= Systemic hypothesising =

Systemic hypothesising (also referred to as systemic consultation) is a branch of psychology and Systemic therapy that works with behaviour practitioners and other allied health professionals to reflect upon the interpersonal and relational dynamics that may be inhibiting positive behaviour change efforts in people with an intellectual disability or other neurodivergent conditions.
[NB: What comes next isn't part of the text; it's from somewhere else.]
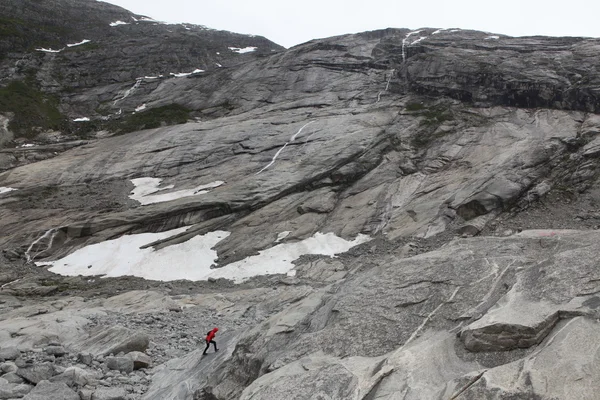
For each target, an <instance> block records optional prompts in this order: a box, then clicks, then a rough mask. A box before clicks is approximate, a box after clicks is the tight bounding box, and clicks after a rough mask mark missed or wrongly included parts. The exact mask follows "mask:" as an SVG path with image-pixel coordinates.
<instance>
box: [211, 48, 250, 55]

Systemic hypothesising provides an opportunity for behaviour practitioners, psychologists, School counsellors and others such as case managers working with individuals with severe and complex challenging behaviours to reflect on interpersonal and relational dynamics as factors inhibiting positive change. This approach, draws from family systems therapy a model that is gaining some acceptance within the field of intellectual disability, has the potential to augment behaviour support, nurture change and development, enabling practitioners to understand and negotiate problematic interpersonal dynamics when responding to behavioural difficulties. Systemic consultation, in a similar fashion to family therapy tends to view change in terms of the system of interaction between all members of the support environment. The aim of Systemic Hypothesising is to assist the practitioner working with challenging behaviour to develop hypothesise regarding interactional and systemic restraints to effective behavioural intervention. This may be carried out as a part of the assessment phase therapy

==History and theoretical frameworks==
In recent years there has been an increasing recognition of the critical role of relationships, including family relationships as well as those between clients and carers in the maintenance and amelioration of challenging behaviour, as well as in attempts to integrate the fields of family therapy and applied behaviour analysis. The treatment of challenging behaviour in intellectual disabilities has at the same time evolved dramatically since the 1950s, from a reliance on psychopharmacological restraint and operant conditioning to a multifaceted support plan that recognises the communicative intent of the client alongside their need for meaningful community participation. Relationship of familiar positive behavior support approaches to systemic consultation is the integration of the functional-ecological approach challenging behaviour, drawn upon applied behavior analysis and grounded in ideas of learning, person-centered values, inclusion, and multi-element frameworks therapy with the constructs of family therapy.
Whilst systemic consultation is in its infancy (less than two decades) the theoretical precepts and skills of systemic family therapy provide the potential to significantly enhance the effectiveness of behavioural practice. A key limitation of applied behaviour analysis is its failure to adequately consider the complexities of familial (and other important individuals in the client’s word including carers, case workers, teachers, etc) relationships as they do not sufficiently differentiate between employed professionals and family members.

==Techniques==
The consultation commences with a practitioner providing a rationale for the presenting behaviours or problems also known as sequences. These sequences are manifestations of recurrent patterns of interaction that are sometimes guided by the beliefs of family members. The practitioner is invited to present the case by illustrating first stakeholder group in Sociogram, genogram (and less often augmented with Systograms .) The reflecting team inquire about demographic information as the consultation progresses. The team speculate about the nature of relationships mindful that they can have a more qualitative nature and can involve different degrees of closeness, intimacy, compatibility, hostility, dependence, enmeshment, and so on.
Another potentially useful line to speculate about events that might provide a context for the onset of the challenging behaviour, or the onset of its intensification as well as the exploration of other settings follows the same format as above. A genogram is replaced by simple organizational charts outlining the key players. Managers, school principals and medical practitioners might be represented at the top of the various hierarchies. The final step involves asking the practitioner to sit outside the reflective team and listens/observes a conversation between them. One of the members of the reflecting team prompts the group to share their thoughts with the aim of easing any anxiety and emphasizing the noncritical and affirming intentions of the group.